The cultures of the three nations have a similar characteristic of being specific. People of these nations try to separate personal issues from professional issues. Relationships are therefore much disciplined and every situation dictates a particular code of conduct. The degree of being specific is relative, ranging from Saudi Arabia’s 67 percent to Brazil’s 77 percent. Japan has a specific level of 71 percent.
Japan and Brazil have relatively high levels of achievement inclination of 79 percent and 70 percent respectively. Saudi Arabia has a score of 50 percent, an indication of having equal preference levels of achievement and ascription. Despite this dilemma, 50 percent is a threshold enough to conclude Saudi Arabia culture is achievement oriented.
The three cultures are also synchronous. Their development systems indicate they attach importance to very many issues which cross-cut many time zones. They all generally have a long-term plan. Lastly, these cultures tend have internal orientation. Their people believe that they can make progress regardless of the environmental or social conditions.

How are the dimensions of management culture of the three foreign nations similar to USA?

There are two conspicuous similarities between the USA and the three foreign nations, namely; tendency of universalism and achievement orientation. Universalism is not unique to these nations only; in fact it is a common trait of many cultures across the world.

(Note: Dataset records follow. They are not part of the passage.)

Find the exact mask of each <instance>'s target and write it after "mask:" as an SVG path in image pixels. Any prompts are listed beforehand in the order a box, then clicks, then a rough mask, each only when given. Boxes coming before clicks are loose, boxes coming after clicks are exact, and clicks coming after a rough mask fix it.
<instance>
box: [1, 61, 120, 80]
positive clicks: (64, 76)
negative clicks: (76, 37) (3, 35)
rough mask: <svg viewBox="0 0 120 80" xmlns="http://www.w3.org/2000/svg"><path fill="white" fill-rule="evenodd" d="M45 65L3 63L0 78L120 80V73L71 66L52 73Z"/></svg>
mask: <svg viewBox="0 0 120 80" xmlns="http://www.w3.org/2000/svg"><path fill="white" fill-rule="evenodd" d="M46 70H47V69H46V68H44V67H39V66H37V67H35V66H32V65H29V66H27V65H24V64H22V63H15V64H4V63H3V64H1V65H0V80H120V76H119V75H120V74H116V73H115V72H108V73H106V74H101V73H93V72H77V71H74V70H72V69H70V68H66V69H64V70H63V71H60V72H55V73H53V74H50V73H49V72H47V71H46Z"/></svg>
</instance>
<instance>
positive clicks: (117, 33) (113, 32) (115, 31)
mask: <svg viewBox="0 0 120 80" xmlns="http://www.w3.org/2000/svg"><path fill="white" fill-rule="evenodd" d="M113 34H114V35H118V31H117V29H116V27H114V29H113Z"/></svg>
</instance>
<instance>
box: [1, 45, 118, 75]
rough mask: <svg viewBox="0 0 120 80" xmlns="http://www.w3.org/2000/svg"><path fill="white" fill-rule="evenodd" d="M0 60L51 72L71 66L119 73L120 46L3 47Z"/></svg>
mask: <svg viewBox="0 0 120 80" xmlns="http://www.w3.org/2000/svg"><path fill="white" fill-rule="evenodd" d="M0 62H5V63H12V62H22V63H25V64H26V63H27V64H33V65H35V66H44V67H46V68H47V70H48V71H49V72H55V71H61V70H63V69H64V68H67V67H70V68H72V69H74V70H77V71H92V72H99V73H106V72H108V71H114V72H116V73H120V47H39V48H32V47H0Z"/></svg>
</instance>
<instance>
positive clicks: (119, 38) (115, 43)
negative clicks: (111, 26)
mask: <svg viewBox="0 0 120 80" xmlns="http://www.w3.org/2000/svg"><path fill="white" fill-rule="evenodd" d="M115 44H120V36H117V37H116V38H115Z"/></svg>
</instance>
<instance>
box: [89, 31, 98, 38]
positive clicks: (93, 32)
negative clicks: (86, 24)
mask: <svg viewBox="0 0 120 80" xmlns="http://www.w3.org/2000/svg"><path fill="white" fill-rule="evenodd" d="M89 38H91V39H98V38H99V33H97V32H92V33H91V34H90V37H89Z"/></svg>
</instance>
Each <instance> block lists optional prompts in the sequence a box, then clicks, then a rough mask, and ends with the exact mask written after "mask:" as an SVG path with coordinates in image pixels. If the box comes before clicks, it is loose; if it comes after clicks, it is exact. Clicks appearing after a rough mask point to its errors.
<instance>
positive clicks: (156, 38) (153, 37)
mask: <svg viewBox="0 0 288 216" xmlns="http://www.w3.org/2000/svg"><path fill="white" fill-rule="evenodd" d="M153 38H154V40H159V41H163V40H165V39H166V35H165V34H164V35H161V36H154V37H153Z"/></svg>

It is the general practice of establishing rules that guide behaviour. In such systems, individuals know what those laws dictate; hence they should adhere to them. It is clear that both communitarian and individualistic cultures practice universalism.
The last similarity between the US and the three nations is the practice of achievement in their cultures. Compared to the three foreign nations, the US has a higher degree of tendency to achievement. This is because the US values achievers more than title holders. Individual brilliance is the greatest aspect of achievement because it is the mechanism that such systems use to award unique achievers. Communism in countries such as Saudi Arabia is the reason why they have a weak achievement percentage.


Balan, S., & Vreja, L. O. (2013). The Trompenaars' Seven-Dimension Cultural Model and Cultural Orientations of Romanian Students in Management. International Management Conference, (pp. 95-106). Bucharest.
Draguns, J. G. (2007). Culture's Impact at Workplace and Beyond. Taylor & Francis Group.
Hodgetts-Luthans-Doh. (2005). International Management. The McGraw-Hill.
Hodgetts-Luthans-Doh. (2005). The Meanings and Dimensions of Culture. In The Role of Culture (pp. 110-119). The McGraw−Hill Companies.
Smith, P. B., & Dugan, S. (1996). National Culture and the Values of Organizational Employees. Journal of Cross-Cultural Psychology, 231.
Trompenaars, F., & Humpden-Turner, C. (1997). Riding the Waves of Culture. London: NICHOLAS BREALEY PUBLISHING.